[Gangnam Perspective] Why Conservatism Became What It Is
- Input
- 2026-04-21 19:06:32
- Updated
- 2026-04-21 19:06:32

In 1775, during the American Revolutionary War, the Continental Army lost the Battle of Bunker Hill against the British Army, but was still praised for its strong performance. When people said it would have won if supplies had been sufficient, the Continental Congress issued irredeemable paper money called Continental currency. The aim was to secure war supplies, but the result was the opposite. Merchants did not trust the paper money, and some even supplied goods to the British Army, which paid in gold and silver. As issuance surged, the currency lost value and prices soared.
Cornered, the Continental Congress turned to price controls. Producers blocked by price ceilings sent goods to the black market in search of higher prices. Supply shrank, and civilians and soldiers could not obtain basic necessities. Speculative transactions became more profitable than honest trade, and debtors delayed repayment until the currency weakened further. Economic trust collapsed, and social cohesion loosened. In the end, George Washington, then commander in chief of the Continental Army, told Congress in 1779 that he doubted whether he could sustain the troops and that the biggest obstacle was the state of the currency. It was a bleak judgment that no measure could restore the currency’s value. The cause was reckless money printing and price controls. The American Revolutionary War nearly failed because of inflation.
This was not an exceptional event limited to a particular era. It is a structural failure that repeats whenever prices are artificially suppressed. Even so, a past conservative government ignored that lesson. It tried to control everything from milk and ramen to soju prices. A stepped down just six months after taking office. The policy remained, and the warning disappeared.
If I ask acquaintances to define conservatism, words like law, security, tradition and liberal democracy come pouring out. But progressives do not necessarily ignore law and security or seek to destroy tradition.
The most persuasive definition of conservatism, in my view, is 'the spirit of recognizing everything that is alive and moving.' It echoes Edmund Burke’s view that society is an organic body shaped by experience and trial and error, and that trying to redesign it all at once through human reason is dangerous. The clearest example of something alive and moving is price. When prices rise, the answer is not to crush them, but to ease them through competition and substitution. That is the conservative way.
But the conservatism of reality was different. Intervention became routine, from the MB Consumer Price Index, which managed prices of 52 essential goods, to the Mobile Device Distribution Improvement Act, which capped handset subsidies, and even pressure to cut telecom fees and interest rates. Conservatism, which should respect the market, tilted toward controlling it. Some inside the conservative camp even asked, 'Can an economy without political logic really exist?'
Conservatism derives its legitimacy from respecting the living order of markets and prices. But the moment it directly intervenes in inflation, interest rates and rents, the issue becomes not just policy choice but identity. The more it chases short-term popularity, the less room remains for the principles of freedom, responsibility and order that it has long championed. The crisis facing conservatism did not come from outside. It is the result of forgetting who it is and trying to suppress the organic system called price, thereby eroding political trust.

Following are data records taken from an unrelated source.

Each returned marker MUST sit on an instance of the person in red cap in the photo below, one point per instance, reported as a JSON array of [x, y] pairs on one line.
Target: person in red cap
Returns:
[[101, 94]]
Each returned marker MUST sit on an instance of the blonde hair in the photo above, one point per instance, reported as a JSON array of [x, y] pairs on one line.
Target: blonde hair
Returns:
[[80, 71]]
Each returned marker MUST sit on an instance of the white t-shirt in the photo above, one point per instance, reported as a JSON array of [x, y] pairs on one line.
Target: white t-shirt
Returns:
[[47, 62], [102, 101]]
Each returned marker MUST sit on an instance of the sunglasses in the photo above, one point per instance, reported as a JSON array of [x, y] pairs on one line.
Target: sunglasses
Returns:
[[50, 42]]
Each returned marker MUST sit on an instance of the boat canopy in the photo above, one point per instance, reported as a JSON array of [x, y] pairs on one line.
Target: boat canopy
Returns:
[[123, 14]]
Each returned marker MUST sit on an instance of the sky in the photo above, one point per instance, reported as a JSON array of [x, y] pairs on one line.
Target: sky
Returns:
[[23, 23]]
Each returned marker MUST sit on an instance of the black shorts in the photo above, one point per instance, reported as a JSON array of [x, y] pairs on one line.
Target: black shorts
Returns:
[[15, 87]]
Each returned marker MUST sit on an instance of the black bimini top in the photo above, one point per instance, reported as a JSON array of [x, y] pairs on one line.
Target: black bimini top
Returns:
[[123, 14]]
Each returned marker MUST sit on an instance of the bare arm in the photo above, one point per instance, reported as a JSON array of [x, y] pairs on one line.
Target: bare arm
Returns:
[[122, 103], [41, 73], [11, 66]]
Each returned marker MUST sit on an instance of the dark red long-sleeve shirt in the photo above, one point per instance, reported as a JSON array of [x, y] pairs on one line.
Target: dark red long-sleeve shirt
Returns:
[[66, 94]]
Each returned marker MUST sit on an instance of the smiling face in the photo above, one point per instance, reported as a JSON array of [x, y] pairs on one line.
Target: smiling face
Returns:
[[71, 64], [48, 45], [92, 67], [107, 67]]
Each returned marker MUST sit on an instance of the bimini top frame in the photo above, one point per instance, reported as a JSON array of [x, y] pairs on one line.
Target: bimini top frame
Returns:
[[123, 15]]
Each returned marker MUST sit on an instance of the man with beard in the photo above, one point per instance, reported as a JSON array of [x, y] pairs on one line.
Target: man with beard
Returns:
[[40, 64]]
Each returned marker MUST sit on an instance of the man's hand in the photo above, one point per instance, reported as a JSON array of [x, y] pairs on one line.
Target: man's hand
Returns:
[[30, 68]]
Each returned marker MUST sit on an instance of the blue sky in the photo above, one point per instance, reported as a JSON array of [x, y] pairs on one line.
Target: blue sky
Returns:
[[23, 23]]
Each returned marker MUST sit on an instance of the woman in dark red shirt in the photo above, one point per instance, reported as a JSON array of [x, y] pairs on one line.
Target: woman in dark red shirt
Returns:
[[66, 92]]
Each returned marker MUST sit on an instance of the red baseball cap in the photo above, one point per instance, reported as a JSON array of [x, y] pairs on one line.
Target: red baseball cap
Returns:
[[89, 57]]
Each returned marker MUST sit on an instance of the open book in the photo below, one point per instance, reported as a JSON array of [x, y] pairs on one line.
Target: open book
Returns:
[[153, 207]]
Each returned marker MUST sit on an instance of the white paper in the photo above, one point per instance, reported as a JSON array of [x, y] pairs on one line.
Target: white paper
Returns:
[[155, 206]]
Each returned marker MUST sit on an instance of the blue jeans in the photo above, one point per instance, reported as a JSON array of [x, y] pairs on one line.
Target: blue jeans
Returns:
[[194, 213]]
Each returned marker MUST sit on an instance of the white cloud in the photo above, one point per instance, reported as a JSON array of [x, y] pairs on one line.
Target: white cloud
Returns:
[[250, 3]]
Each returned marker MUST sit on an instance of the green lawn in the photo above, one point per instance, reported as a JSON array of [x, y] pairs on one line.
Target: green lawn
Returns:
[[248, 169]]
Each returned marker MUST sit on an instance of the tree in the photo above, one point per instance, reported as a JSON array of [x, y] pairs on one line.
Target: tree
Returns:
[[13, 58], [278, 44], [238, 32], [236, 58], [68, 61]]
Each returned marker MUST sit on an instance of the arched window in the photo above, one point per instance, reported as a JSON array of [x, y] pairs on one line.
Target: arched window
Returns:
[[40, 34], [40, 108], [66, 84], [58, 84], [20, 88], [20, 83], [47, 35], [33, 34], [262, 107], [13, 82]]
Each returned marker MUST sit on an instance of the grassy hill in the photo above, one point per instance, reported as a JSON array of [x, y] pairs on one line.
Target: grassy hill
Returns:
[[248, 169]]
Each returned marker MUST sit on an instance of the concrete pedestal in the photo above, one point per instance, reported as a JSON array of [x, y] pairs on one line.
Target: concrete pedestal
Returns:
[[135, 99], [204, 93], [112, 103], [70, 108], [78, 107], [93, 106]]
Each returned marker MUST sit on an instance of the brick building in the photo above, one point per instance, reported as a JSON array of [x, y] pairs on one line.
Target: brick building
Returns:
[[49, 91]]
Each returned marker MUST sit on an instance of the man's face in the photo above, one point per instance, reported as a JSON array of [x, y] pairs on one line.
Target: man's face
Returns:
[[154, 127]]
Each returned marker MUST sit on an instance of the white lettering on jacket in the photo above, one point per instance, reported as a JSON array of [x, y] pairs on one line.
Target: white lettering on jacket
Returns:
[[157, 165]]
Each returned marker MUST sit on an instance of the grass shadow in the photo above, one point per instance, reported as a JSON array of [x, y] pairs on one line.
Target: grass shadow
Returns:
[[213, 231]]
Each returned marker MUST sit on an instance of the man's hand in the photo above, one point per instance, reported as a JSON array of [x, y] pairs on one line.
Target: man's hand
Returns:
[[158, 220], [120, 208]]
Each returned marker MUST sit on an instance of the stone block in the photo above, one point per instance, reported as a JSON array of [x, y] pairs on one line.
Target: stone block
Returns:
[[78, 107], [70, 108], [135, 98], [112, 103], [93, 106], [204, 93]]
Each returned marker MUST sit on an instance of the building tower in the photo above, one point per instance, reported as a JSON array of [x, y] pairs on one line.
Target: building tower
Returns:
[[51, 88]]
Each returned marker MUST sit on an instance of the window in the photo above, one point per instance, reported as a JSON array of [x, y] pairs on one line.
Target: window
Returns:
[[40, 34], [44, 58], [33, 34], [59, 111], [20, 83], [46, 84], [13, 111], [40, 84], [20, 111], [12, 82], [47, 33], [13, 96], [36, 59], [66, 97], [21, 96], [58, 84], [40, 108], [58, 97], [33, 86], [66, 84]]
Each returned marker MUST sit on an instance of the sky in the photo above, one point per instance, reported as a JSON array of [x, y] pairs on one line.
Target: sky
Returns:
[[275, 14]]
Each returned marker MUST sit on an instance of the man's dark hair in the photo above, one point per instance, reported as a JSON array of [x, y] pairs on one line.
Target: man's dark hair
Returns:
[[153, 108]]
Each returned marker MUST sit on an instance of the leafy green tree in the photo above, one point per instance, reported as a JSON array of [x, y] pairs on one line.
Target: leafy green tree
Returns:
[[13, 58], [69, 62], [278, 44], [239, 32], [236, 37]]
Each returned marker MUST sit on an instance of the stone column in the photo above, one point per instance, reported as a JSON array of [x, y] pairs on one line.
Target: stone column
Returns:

What about the approach on the other side? Progressives see prices as shaped not only by supply and demand, but also by market structure and power relations. From that perspective, when price increases threaten livelihoods, intervention by power is justified. Fuel price regulation and tax-based efforts to restrain real estate prices come from this view.
The problem is the outcome. There have been many cases in which interventions launched with good intentions moved in a different direction than expected. Sharp rent increases after the Housing Lease Protection Act, job losses after minimum wage hikes, and supply contraction after the price ceiling system for new apartments are representative examples.
In the end, history shows that a conservative approach has produced better results on price issues. Even so, conservatism abandoned that ground itself. And now it is paying the price.